Monday, April 16, 2012

Sara Ganim Wins Pulitzer for Penn State Stories


Congratulations to ace reporter Sara Ganim of The Patriot News in State College, Pennsylvania. She has won a Pulitzer Prize for local reporting thanks to her brilliant coverage of the Sandusky child-abuse scandal and subsequent cover-up at Penn State University. As a direct consequence of her reporting, legendary Nittany Lions coach Joe Paterno was fired, Jerry Sandusky is is now facing multiple child rape charges from several victims along with an investigation of the charity for boys that founded, Second Mile. Several Penn State employees have been charged with covering up the scandal and perjuring themselves to a Grand Jury.
Recently the scandal deepened when MSNBC reported allegations from as early as 1998 when a psychologist warned police that Sandusky was a pedophile.
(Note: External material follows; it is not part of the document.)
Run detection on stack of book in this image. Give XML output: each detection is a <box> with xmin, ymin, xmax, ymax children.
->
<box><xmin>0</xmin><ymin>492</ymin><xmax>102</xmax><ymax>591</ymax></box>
Despite a series of Grand Juries looking into the case, nothing happened with the investigation into Sandusky until last year when Ganim broke her stories.

Pulitzer Prize Citation
For a distinguished example of reporting on significant issues of local concern, demonstrating originality and community expertise, using any available journalistic tool, Ten thousand dollars ($10,000). Awarded to Sara Ganim and members of The Patriot-News Staff, Harrisburg, Penn., for courageously revealing and adeptly covering the explosive Penn State sex scandal involving former football coach Jerry Sandusky.

More from Poynter.org
The night Paterno was fired, Ganim captured scenes and interviews on her cell phone and emailed them directly to the newsroom. “The copy desk watched them and translated quotes,” she told WOUB. “If I had gone with a notebook and pen, we would have never made deadline by the time I got them.”
Several news organizations have recognized Ganim’s watchdog reporting. The Baltimore Sun said it’s “every bit comparable to the guts and drive of The Washington Post in breaking the Watergate scandal.” Jason Fry and Kelly McBride, who serve as ESPN’s ombuds through the Poynter Review Project, wrote: “With the biggest staff of sports journalists in the world, ESPN should have been leading the charge to ask tough questions and shed light on this scandal. Instead, it was the tiny Patriot-News in Harrisburg, Pa., out in front of the journalism pack.”